I can ask questions of students, but what happens when their approach/answer/goal is totally different than what I am expecting? This gets into (I think) a more fundamental question that the article doesn’t address - what are we doing this for?

Way back when I was getting interviewed for my teaching job, I did a whole presentation on turning Bloom’s taxonomy upside down, exactly what they are talking about in this article. Not saying that to show how progressive I was, because when I applied that to my classroom I failed miserably. I realize know that the failure was because I still had a specific goal for the lesson in mind. I was just going about it a different way - instead of foregrounding the knowledge via direct instruction, I was foregrounding the questions I wanted the students to explore.

Some students took the questions into entirely different directions. Many never moved beyond surface knowledge. Some were uninterested. At the end of the day, I was still making the lesson and the assessment about me and not about us.

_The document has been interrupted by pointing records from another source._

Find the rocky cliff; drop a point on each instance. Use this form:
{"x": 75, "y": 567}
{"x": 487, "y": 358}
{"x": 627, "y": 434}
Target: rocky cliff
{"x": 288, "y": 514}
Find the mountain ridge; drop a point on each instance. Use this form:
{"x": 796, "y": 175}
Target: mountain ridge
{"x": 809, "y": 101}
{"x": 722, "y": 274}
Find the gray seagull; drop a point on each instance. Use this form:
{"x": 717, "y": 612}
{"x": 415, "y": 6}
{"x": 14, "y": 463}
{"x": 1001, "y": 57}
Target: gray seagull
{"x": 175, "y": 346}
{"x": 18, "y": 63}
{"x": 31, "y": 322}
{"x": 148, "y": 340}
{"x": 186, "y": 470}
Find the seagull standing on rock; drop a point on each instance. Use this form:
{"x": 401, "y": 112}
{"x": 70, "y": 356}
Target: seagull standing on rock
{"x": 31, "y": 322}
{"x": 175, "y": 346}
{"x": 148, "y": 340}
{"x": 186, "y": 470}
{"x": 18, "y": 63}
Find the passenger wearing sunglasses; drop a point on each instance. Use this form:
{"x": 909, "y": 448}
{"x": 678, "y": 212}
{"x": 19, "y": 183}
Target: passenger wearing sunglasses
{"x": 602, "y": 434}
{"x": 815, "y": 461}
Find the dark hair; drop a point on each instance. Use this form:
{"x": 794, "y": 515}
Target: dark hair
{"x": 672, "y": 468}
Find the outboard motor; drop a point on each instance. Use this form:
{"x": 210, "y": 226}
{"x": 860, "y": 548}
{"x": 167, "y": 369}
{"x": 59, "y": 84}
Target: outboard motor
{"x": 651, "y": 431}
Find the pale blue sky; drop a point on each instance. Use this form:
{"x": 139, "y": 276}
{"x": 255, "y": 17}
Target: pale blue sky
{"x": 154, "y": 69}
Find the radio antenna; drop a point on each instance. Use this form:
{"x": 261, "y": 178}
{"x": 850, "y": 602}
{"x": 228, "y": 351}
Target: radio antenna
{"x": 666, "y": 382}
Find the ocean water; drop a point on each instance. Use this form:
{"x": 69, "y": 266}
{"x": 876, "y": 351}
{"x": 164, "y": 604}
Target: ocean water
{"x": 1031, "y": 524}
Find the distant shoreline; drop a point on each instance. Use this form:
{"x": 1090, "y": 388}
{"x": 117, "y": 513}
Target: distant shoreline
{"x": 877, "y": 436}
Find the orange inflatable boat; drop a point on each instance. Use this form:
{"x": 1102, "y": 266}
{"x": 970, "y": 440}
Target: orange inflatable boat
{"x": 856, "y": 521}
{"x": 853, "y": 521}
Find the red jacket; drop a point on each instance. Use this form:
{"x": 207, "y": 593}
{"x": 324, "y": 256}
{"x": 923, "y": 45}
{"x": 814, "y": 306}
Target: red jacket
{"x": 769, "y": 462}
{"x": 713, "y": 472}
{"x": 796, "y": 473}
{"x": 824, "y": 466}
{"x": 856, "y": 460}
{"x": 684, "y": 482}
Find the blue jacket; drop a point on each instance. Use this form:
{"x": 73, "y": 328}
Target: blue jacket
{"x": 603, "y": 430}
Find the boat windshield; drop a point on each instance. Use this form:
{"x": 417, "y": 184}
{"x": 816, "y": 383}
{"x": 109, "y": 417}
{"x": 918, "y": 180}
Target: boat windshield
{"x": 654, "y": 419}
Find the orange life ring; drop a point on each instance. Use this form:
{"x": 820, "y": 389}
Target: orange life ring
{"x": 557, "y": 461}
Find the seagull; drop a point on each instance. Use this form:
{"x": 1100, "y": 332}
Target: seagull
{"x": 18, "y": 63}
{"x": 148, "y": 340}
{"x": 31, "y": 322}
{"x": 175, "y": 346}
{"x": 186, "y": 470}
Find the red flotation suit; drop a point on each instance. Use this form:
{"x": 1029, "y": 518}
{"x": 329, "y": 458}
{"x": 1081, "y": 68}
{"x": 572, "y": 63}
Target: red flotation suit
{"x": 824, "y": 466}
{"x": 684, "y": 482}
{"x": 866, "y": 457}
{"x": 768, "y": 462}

In summary, I think the only the that a teacher can work with a framework described in that article is to first make assessment something that is done with the students, not to them. So when you ask the question, what am I doing this for, you are actually asking that question together with your students. I think that unlocks the type of engagement that the article is speaking of - but you must start with that first, not with the the inversion of Bloom’s taxonomy.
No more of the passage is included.